メモリー・ガードは、メモリーの不足によるノードのストレスを回避するためにクラスタ・ノードを監視するOracle Real Application Clusters (Oracle RAC)環境の機能です。

メモリー・ガードはデフォルトで有効になっており、次のアクションを実行します。

  • 毎分1回、オーバーコミットされたメモリー状態を分析します。

  • サーバーに危険性がある場合、アラートを発行します。

  • 新しい接続に対してサーバーを自動的にクローズし、アプリケーションを保護します。
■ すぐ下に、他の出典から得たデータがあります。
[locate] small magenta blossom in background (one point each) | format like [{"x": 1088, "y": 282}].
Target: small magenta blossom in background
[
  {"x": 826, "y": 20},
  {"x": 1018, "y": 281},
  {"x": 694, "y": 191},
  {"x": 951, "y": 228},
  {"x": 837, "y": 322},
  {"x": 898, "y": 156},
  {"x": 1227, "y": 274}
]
  • サーバー上のすべてのCRSの管理対象サービスをトランザクションにより停止します。

  • メモリー不足が緩和されると、接続に対してサーバーを再オープンします。

オープン・セッションまたはランナウェイ・ワークロードが多すぎるため、エンタープライズ・データベース・サーバーが使用可能メモリーをすべて使用することがあります。メモリーが不足すると、トランザクションが失敗することがあります。極端な場合には、ノードが再起動し、アプリケーションの可用性とリソースが失われることもあります。

メモリー・ガードでは、クラスタ状態モニターからすべてのノードのメモリーに関するメトリックを自律的に収集し、ノードのメモリーが不足しているかどうかを確認します。メモリーが不足している場合は、新しいデータベース・セッションが作成されないようにすることで、既存のワークロードを完了してそのメモリーを解放できるようにします。メモリーのストレスが緩和されると、自動的に新しいセッションが開始されます。